Mawsynram, in northeast India, gets 11,872 millimeters of rain a year. More than anywhere else on the planet. That’s where Cherrapunji Gin is made, a Dutch-Indian collaboration that turns rainfall and local botanicals into a spirit with a distinct sense of place.
The water comes out of the sky
Cherrapunji sits in Meghalaya. The subtropical highland climate produces botanicals you won’t find elsewhere. The distillery captures rainwater in a 50,000-liter stainless steel tank and uses it as the gin’s base. No tap water, no detour through the municipal supply. The rain that defines the region goes straight into the glass.

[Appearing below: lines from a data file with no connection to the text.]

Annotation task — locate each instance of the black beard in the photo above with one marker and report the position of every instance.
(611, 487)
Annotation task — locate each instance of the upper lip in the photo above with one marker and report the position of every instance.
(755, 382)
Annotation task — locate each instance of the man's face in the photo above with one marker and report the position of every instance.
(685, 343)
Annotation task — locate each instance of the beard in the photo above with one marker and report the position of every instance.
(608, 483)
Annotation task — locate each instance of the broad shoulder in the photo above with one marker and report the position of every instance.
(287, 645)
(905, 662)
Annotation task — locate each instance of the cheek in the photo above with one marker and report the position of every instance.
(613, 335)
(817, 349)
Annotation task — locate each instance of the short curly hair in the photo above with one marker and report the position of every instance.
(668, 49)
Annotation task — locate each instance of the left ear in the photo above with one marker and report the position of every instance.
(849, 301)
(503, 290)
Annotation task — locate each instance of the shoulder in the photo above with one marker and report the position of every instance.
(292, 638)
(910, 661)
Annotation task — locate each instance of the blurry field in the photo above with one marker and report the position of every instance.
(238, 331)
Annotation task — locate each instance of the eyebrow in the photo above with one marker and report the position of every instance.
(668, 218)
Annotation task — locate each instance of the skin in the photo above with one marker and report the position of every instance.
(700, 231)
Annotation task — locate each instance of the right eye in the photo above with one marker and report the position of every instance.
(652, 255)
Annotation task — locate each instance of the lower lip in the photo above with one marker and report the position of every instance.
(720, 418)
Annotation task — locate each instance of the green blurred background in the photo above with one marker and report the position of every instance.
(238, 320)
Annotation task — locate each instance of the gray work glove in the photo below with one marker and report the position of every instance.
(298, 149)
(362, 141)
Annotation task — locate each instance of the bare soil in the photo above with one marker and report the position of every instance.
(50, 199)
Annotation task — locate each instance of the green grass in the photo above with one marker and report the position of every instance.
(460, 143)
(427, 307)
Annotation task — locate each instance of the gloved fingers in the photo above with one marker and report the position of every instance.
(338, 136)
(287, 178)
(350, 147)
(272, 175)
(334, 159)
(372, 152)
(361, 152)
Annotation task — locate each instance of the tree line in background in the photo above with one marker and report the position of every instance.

Twelve botanicals, all from the region
Cherrapunji uses twelve native botanicals from northeast India. GI-tagged Khasi mandarin (Geographical Indication, the same protected designation system Champagne uses). Kaji nemu, an aromatic lime from Assam, for the citrus edge. Smoked tea from the Lushai hills for a darker undertone.
On top of that, black and green cardamom plus wild peppercorns from Sikkim and Meghalaya. The result tastes unmistakably Indian without turning into a gimmick.

The bottle, and what’s in it
Cherrapunji cuts energy use by 70 percent and uses military-grade stainless steel bottles (155 grams) instead of glass. Eco-conscious, and reusable as a water bottle afterward. The premium feel of glass is missing though. It’s also surprisingly hard to open, I struggled with it myself.
Tasting
42.8 percent alcohol. Nosing it neat gave me goosebumps, and I don’t say that often. The aroma walks away from standard juniper-forward gin: multiple kinds of citrus, mandarin, lime, dried herbs, berries, and spices that simply don’t appear in European gins because they don’t grow here.
On the palate it’s peppery, floral, herbal. Tight structure, a taut finish that shows the 42.8 percent without going harsh.
Over ice the melting water brings dilution, and with it a new layer: citrus, apple, cinnamon, pepper, coriander. The alcohol edge softens, the gin gets fresher without losing anything.
It works with tonic too, though that felt like a waste. My preference was neat or with a single ice cube in a wine glass. That gives the aromatics the room they deserve.
The verdict
Cherrapunji has won at the London Spirits Competition, World Gin Awards, and International Wine & Spirits Competition. Deserved. A gin that doesn’t disguise its origin but amplifies it. Taste it neat first. Decide on tonic afterward.